Chi Chi, who Howell says is a “blessing,” finished a therapy dog training course last month and now visits a veterans center, an assisted-living facility and special-needs students at an elementary school.

It’s a remarkable transformation for a dog who was left in a trash bag outside a meat market in 2016. Her legs had been bound with wire, leaving bones and tissue exposed. The rescue group that found her was going to euthanize her but had second thoughts after rescuers saw her wagging tail, Howell said. Instead, they decided to amputate her legs.

Kelly O’Meara, senior director for companion animals with Humane Society International, said an estimated 2.5 million dogs are slaughtered for consumption each year in South Korea. Activists say the centuries-old practice of eating dog meat is falling out of favor among younger generations, but slowly.

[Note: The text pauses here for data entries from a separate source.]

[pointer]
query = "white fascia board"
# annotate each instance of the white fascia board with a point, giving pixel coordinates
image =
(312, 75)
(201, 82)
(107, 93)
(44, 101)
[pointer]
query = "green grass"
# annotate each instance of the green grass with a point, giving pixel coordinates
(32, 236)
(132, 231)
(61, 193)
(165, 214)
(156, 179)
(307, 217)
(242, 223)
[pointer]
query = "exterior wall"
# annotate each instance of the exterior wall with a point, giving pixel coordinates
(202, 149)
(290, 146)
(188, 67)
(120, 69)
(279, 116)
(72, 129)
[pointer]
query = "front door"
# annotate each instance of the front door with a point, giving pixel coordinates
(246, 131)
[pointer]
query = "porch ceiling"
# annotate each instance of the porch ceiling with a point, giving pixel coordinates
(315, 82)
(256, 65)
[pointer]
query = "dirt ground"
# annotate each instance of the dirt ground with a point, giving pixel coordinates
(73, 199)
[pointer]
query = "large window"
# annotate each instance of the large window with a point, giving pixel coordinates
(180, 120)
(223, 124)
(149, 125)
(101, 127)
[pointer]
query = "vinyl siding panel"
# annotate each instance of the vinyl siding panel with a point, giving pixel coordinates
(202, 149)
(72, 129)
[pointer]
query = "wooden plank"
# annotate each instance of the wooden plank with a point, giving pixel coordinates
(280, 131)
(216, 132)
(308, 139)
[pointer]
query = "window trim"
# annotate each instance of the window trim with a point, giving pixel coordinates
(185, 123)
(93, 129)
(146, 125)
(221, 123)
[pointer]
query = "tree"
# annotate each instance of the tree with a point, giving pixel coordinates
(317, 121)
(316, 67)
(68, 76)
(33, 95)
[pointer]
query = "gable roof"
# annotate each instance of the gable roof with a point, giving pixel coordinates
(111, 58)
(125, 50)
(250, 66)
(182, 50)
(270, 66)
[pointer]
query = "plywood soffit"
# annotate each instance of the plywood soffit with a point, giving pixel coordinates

Nabiya Irion Hope Project, an animal welfare group in South Korea, sent Chi Chi to the Animal Rescue Media and Education (ARME) group in Los Angeles, where she stood a better chance of adoption. Howell said she saw one video of the dog and “couldn’t get her off my mind.”

The Howells decided they wanted to make Chi Chi their next dog. ARME drove her from Los Angeles to Phoenix in March 2016. Six months later, she was fitted with custom prosthetics that allow her to walk and run.

After a short but traumatic lifetime of abuse, Howell said, Chi Chi was reticent to interact at first. But that changed in a matter of months.

“Dogs aren’t judging. They love everyone the same. Somehow dogs can just reach a person in ways humans can’t,” Howell said. “Is that compassion? Understanding? I don’t know. But it’s really special to be able to see. I can’t tell you how many people meet her and just start crying.”